Friday, June 11, 2004


British blogger Oliver Kamm is a moderate Leftist who supports the Iraq war -- much like his Prime Minister. In his postings of 7th he has an interesting survey of the claim that Ronald Reagan turned into a peacenik in the latter part of his Presidency. The claim is not as ridiculous as it seems. Reagan definitely did have the very idealistic aim of de-nuclearizing the world. And he went close to achieving it. He and Gorbachev at Reykjavik actually agreed to scrap all nuclear weapons on both sides. It was only Reagan's refusal to scrap his missile defence program that scuppered the agreement. And it may also be noted that Reagan was no warmonger. The overseas military operations he initiated were tiny compared to what his three successors as President have done and tiny compared to the great but fumbled intervention in Vietnam. Reagan's concentration was on building up American strength at home rather than on intervening abroad.

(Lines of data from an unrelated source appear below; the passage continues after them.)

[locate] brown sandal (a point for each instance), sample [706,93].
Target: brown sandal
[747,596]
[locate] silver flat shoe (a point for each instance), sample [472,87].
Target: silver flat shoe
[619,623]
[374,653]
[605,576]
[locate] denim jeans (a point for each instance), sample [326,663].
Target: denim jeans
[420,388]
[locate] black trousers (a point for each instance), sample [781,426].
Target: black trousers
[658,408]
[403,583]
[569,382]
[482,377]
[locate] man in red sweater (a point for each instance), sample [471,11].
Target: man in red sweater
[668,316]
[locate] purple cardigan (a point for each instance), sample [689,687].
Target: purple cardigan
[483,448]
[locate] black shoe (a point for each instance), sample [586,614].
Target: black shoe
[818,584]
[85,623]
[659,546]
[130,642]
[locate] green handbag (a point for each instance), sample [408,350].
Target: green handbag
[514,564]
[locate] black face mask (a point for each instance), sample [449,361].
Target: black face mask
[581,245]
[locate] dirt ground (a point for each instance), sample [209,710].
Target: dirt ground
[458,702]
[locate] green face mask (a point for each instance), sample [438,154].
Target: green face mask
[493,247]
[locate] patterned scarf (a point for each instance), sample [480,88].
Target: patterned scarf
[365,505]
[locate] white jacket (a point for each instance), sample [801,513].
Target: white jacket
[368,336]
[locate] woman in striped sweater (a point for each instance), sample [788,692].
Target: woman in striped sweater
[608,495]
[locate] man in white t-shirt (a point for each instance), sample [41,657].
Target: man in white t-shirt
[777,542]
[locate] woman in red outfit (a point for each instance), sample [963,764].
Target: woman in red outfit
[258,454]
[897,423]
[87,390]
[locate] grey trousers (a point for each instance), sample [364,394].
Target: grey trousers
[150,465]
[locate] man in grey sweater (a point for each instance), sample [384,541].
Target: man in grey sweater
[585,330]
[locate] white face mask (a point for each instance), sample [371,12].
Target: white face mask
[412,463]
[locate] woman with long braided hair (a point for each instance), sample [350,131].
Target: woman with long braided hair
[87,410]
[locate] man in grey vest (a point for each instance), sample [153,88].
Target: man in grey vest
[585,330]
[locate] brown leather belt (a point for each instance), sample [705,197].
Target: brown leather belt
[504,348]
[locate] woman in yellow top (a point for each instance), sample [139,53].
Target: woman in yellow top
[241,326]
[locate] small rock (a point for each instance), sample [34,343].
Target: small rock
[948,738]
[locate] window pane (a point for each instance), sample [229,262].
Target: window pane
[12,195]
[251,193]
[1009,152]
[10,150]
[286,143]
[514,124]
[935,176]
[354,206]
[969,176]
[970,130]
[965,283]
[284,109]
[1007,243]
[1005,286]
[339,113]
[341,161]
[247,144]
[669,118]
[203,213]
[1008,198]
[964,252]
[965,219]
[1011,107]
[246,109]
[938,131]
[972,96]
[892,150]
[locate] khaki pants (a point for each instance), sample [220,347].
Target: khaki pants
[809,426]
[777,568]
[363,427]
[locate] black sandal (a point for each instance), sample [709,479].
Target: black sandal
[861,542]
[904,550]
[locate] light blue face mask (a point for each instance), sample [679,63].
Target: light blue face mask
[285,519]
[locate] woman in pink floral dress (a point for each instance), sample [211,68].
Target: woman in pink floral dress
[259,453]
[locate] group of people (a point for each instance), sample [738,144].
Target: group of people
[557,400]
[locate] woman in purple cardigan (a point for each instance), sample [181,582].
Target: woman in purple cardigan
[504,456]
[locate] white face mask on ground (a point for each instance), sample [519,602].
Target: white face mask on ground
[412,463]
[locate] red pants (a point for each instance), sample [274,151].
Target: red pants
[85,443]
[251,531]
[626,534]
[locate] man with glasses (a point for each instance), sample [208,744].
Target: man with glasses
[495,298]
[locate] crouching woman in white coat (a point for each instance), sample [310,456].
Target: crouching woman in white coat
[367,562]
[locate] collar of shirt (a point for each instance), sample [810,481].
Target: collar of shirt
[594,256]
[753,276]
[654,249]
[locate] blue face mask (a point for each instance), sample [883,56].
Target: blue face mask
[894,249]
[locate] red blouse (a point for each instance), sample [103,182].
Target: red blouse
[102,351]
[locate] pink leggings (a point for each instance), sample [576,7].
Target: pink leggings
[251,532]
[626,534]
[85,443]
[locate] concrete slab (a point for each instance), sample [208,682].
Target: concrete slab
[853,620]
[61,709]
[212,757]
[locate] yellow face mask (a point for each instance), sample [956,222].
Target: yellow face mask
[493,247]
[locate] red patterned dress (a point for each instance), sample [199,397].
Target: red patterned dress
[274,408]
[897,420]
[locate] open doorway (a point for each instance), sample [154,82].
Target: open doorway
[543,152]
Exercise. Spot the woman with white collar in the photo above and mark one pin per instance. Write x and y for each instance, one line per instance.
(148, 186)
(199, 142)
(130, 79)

Like various others in that small subsection of the Left which takes a genuine interest in reality, Kamm takes all this as evidence that Reagan was as much a Leftist as a Rightist. That shows very little understanding of conservatism, however, and of American conservatism in particular. Reagan's "America first" strategy is in fact a good example of the isolationism that ruled among American conservatives right up until Sept. 11, 2001. American conservatives have always wanted to let the rest of the world to go to hell in its own way and it was DEMOCRAT presidents that got America into both world wars, Korea and Vietnam. America has to be under serious threat for American conservatives to take any notice of the rest of the world at all. It was only Saddam's serious threat to oil supplies that got George Bush Senior into the first Gulf war and he pulled out as soon as that threat was removed. It was only when 9/11 showed beyond any shadow of reasonable doubt that America was under serious and lasting threat from implacable Islamic hatred that George Bush II began his interventions in the Islamic world.

And Reagan's refusal at Reyjavik to abandon missile defence is a perfect example of conservatism. Whatever else it may be, conservatism from Burke onwards has been cautious and Reagan's desire to have a defence in case nuclear disarmament did not completely succeed was clearly caution -- and caution that he rigorously insisted on above all else. There was nothing in that of the unilateral disarmament nonsense that the peaceniks of the Left were always preaching at that time. As always, of course, Reagan himself summed it up best in his well-known maxim: "Trust but verify". There was idealism there indeed: Very high ideals. But it was never allowed to overcome good conservative caution.

In the end, however Kamm does arrive at an essential insight: "My own interpretation of this idiosyncratic record is that, having established his anti-Communist credentials, Reagan's 'soft diplomacy' approach worked well at exactly the time it was needed. It was puzzling, but effective, and probably no one else could have done it". In other words, Reagan was no rigid ideologue. Ideals are not ideology. Ideology and grand theories are for Leftists. Conservatives are pragmatic and flexible. Conservatives have ideals but in pursuing those ideals they go by what works. And our Ron showed that flexibility and pragmatism to brilliant effect.